Otras colagrafías de connotaciones por rebelar y trasfondos culturales intensos y personalísimos, son las tituladas Colibrí (¿fórmula apresada en la mente, libertad del vuelo, estructura simbólica del propio dibujo, frenesí de la línea, contraste del concepto y la realidad?), El equilibrista (¿homenaje a Leonardo, complejidad de la armonía, crítica social?), Cosido con presillas (dolor, ensañamiento, el ojo mágico ancestral), Bemba colorá (banalización, alegría, folclorismo, desgarramiento, y otra vez el dolor empozado en la mirada), Venus (ironía, parodia, ¿Botticelli a esta hora? Nada es casual: El nacimiento de Venus fue un desafío a la pintura de su época), y, por último, esa joya que resulta el homenaje a Compay Segundo, donde el mayor tributo es la síntesis.

Si de óleos se trata, llamo la atención acerca del titulado Rostro (2004). Profundamente expresivo, un tanto baconiano, pero elocuente de la intención colagráfica del autor, esta pieza clasifica como una de las más importantes de la muestra. Otro tanto me ocurre con Cupido, un lienzo colmado de alusiones y signos contrarios, en el que el pequeño y travieso dios (¿Ossaín repudiado y culpable?), hijo de Venus y Marte —vaya paradoja— aparece en un transculturado porte de infante guerrero.

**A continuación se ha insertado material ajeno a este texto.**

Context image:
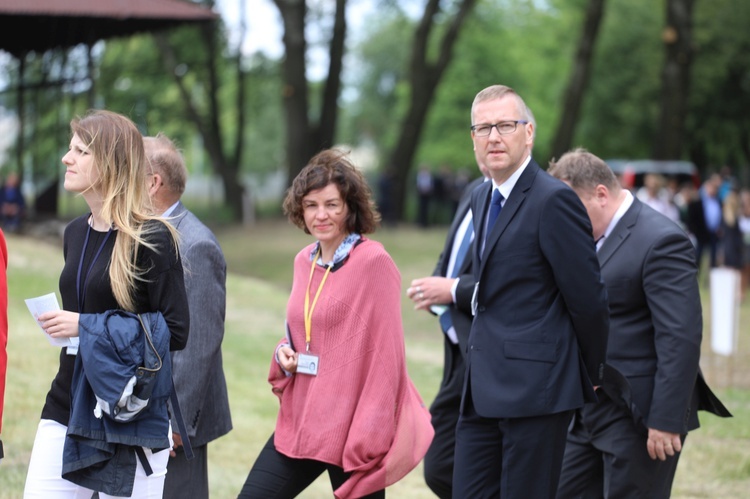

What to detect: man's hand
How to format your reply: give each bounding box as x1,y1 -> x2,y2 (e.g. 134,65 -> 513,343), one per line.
169,433 -> 182,457
406,276 -> 456,310
646,428 -> 682,461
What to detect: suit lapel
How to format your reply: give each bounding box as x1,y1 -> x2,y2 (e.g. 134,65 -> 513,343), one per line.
596,198 -> 643,267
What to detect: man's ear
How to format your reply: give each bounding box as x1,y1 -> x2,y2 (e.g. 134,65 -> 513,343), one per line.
146,173 -> 164,197
594,184 -> 609,206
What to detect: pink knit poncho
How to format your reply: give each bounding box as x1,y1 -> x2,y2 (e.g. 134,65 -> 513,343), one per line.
268,240 -> 434,499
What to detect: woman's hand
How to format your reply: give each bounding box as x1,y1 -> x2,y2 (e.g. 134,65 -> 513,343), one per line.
277,346 -> 297,373
36,310 -> 80,338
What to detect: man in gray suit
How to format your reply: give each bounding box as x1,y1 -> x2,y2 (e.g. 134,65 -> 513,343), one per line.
144,134 -> 232,499
406,166 -> 489,499
549,149 -> 730,499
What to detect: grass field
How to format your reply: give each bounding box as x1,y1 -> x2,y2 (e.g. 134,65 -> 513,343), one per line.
0,220 -> 750,499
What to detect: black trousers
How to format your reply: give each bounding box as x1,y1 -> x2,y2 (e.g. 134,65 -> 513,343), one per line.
238,435 -> 385,499
453,391 -> 573,499
557,390 -> 685,499
424,340 -> 466,499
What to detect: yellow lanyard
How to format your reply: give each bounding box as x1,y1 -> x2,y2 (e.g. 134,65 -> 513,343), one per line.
305,248 -> 331,352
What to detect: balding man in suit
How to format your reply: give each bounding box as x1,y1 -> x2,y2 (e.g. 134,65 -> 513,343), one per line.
549,149 -> 729,499
407,166 -> 489,499
453,85 -> 609,499
144,134 -> 232,499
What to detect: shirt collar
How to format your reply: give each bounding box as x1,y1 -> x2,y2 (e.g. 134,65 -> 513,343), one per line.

Las esculturas colagráficas son el compendio de todos los aciertos de Choco en este fugaz recorrido de la mirada cómplice. En ellas alcanza sus cotas más elevadas, y el artista consigue, sin dudas, algunas piezas que se cuentan entre las más sugerentes de toda su trayectoria. Ya lo hacía ver el propio Choco en la extensa confesión ocasional que hiciera para las estampas habaneras filmadas por Thierry Gautier y Annie Cutaia, al referirse a ellas como obras muy importantes para él, contextualizándolas en el entorno cotidiano de su estudio de La Habana Vieja. Y lo señalaba el escultor santiaguero Alberto Lescay cuando, en un documental del realizador Pablo Massip, afirmara que “Choco necesita de la tridimensionalidad” para expresarse cabalmente. Estamos hablando, entonces, de obras de plenitud y madurez, de trabajos esenciales.

Las piezas de la serie “El descanso” refulgen por su concepción, su belleza y el esmero de su acabado. En ellas aparecen, al igual que en otras de sus obras tridimensionales, múltiples fragmentos de las colagrafías que el artista ha realizado y que están o no ahora mismo en el estudio. Al observarlas y relacionarlas con el resto de la muestra, uno siente el efecto que provoca estar en el vórtice de un ciclón de imágenes francamente seductoras, a la vez que descubre cómo la historia personal de Choco, su imaginación y creatividad, así como la impronta del tiempo y de los avatares, se nos revelan en los materiales que ha utilizado y en la supuesta aleatoriedad con que los ensamblara primigeniamente sobre las planchas. Porque es allá, en aquel entonces, donde estaría la explicación de toda su obra; la verdadera semilla.

Dejo 7 potencias —entre las esculturas la más contundente y enjundiosa—, para disfrute de sus posibles espectadores, sea a la vera del puerto de La Habana o en otras latitudes. Fíjense bien cuánta alegoría hay en esta obra mayor.

Este es, en fin, el testimonio de vida que nos va dejando un artista cuya mayor angustia sería no poder trabajar. Este es el Choco que he visto crecer y crecerse en el tiempo, y tal la parte del repertorio que decido mirar cuando lo visito en su estudio. Es el hermano entrañable que pudiera suscribir estos versos de nuestro común amigo Jesús Cos Causse, en el extraordinario poema que dedicara a Fidel: “Nací con las manos vacías y tan lejos de la fuente,
que nunca tuve rostro en la infancia y siempre tuve sed”.

Colmada la sed, Choco es el rostro en gratitud, y su obra, parte esencial de la fuente.

Allá los que no ven, los que, de tanto querer olvidarlo, nos lo recuerdan siempre. Son los ciegos de alma y los tuertos con ley. Yo me entiendo.

Chocolate es un premio para esta isla joven, y Cuba lo agradece. ¿Puede pedirse más?